The story of the postwar American city as refracted through the life and career of the urban planner Edward J. Logue
In twenty-first-century America, some cities are flourishing and others are struggling, but they all must contend with deteriorating infrastructure, economic inequality, and unaffordable housing. Cities have limited tools to address these problems, and many must rely on the private market to support the public good.
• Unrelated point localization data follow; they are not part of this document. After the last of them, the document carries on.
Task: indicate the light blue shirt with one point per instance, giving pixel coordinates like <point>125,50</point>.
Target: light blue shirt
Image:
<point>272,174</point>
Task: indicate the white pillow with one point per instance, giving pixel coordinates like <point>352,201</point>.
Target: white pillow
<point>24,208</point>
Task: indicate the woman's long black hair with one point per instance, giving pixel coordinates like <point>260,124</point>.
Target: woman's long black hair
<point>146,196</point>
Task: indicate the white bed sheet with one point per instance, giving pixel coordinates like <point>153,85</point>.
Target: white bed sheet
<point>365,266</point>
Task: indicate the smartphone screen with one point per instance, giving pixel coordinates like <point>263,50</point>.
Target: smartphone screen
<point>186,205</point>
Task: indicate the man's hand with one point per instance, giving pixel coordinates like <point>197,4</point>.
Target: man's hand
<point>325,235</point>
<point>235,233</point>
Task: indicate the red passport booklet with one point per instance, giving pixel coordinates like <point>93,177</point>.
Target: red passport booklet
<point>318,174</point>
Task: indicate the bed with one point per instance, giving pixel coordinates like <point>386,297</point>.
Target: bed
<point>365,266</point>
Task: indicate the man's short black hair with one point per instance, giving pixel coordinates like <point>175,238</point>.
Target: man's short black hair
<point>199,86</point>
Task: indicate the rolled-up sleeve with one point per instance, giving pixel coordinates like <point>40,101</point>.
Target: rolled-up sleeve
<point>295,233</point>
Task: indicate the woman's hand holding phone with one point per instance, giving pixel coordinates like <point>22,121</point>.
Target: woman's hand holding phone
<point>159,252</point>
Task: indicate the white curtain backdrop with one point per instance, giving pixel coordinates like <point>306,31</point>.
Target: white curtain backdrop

It wasn’t always this way. For almost three decades after World War II, even as national policies promoted suburban sprawl, the federal government underwrote renewal efforts for cities that had suffered during the Great Depression and the war and were now bleeding residents into the suburbs. In Saving America’s Cities, the prizewinning historian Lizabeth Cohen follows the career of Edward J. Logue, whose shifting approach to the urban crisis tracked the changing balance between government-funded public programs and private interests that would culminate in the neoliberal rush to privatize efforts to solve entrenched social problems. A Yale-trained lawyer, rival of Robert Moses, and sometime critic of Jane Jacobs, Logue saw renewing cities as an extension of the liberal New Deal. He worked to revive a declining New Haven, became the architect of the “New Boston” of the 1960s, and, later, led New York State’s Urban Development Corporation, which built entire new towns, including Roosevelt Island in New York City.
Logue’s era of urban renewal has a complicated legacy: Neighborhoods were demolished and residents dislocated, but there were also genuine successes and progressive goals. Saving America’s Cities is a dramatic story of heartbreak and destruction but also of human idealism and resourcefulness, opening up possibilities for our own time.
More about the book:
Lizabeth Cohen, Saving America’s Cities: Ed Logue and the Struggle to Renew Urban America in the Suburban Age (Farrar, Straus and Giroux, 2019).
More about the author:
Lizabeth Cohen is the Howard Mumford Jones Professor of American Studies at Harvard University and the former dean of the Radcliffe Institute for Advanced Study. She is the author of Making a New Deal: Industrial Workers in Chicago, 1919–1939, a finalist for the Pulitzer Prize and winner of the Bancroft Prize, and A Consumers’ Republic: The Politics of Mass Consumption in Postwar America.